Desirable molecule discovery via generative latent space exploration

Abstract

Drug molecule design is a classic research topic. Drug experts traditionally design molecules relying on their experience. Manual drug design is time-consuming and may produce low-efficacy and off-target molecules. With the popularity of deep learning, drug experts are beginning to use generative models to design drug molecules. A well-trained generative model can learn the distribution of training samples and infinitely generate drug-like molecules similar to the training samples. The automatic process improves design efficiency. However, most existing methods focus on proposing and optimizing generative models. How to discover ideal molecules from massive candidates is still an unresolved challenge. We propose a visualization system to discover ideal drug molecules generated by generative models.
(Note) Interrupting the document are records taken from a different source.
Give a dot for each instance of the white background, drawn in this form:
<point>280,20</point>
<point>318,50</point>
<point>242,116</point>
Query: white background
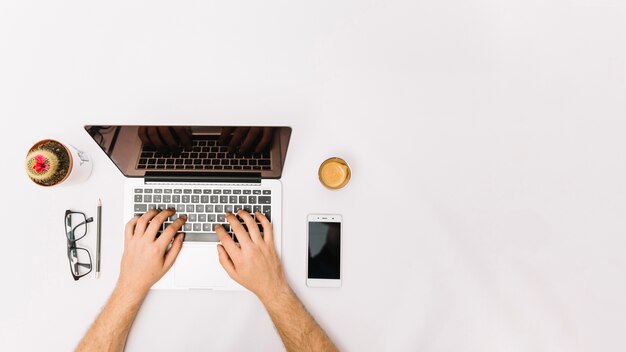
<point>486,139</point>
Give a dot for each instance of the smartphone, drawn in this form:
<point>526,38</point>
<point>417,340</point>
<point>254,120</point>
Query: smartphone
<point>324,250</point>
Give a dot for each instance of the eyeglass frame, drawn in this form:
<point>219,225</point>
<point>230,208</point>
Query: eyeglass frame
<point>72,248</point>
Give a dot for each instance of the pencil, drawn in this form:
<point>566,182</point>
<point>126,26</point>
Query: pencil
<point>98,239</point>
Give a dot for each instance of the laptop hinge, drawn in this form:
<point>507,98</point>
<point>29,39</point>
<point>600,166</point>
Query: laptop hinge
<point>200,177</point>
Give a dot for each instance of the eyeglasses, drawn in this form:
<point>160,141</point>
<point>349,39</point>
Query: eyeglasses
<point>75,229</point>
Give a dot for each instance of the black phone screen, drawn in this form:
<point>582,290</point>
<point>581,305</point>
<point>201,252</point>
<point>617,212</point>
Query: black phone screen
<point>324,250</point>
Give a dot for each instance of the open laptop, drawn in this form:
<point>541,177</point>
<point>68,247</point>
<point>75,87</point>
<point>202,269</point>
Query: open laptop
<point>203,172</point>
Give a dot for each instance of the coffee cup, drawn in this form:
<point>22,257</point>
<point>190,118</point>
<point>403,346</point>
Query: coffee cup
<point>334,173</point>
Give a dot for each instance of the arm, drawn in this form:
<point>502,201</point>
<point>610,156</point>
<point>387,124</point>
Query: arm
<point>146,259</point>
<point>255,265</point>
In this paper, we investigated the requirements and issues of drug design experts when using generative models, i.e., generating molecular structures with specific constraints and finding other molecular structures similar to potential drug molecular structures. We formalized the first problem as an optimization problem and proposed using a genetic algorithm to solve it. For the second problem, we proposed using a neighborhood sampling algorithm based on the continuity of the latent space to find solutions. We integrated the proposed algorithms into a visualization tool, and a case study for discovering potential drug molecules to make KOR agonists and experiments demonstrated the utility of our approach.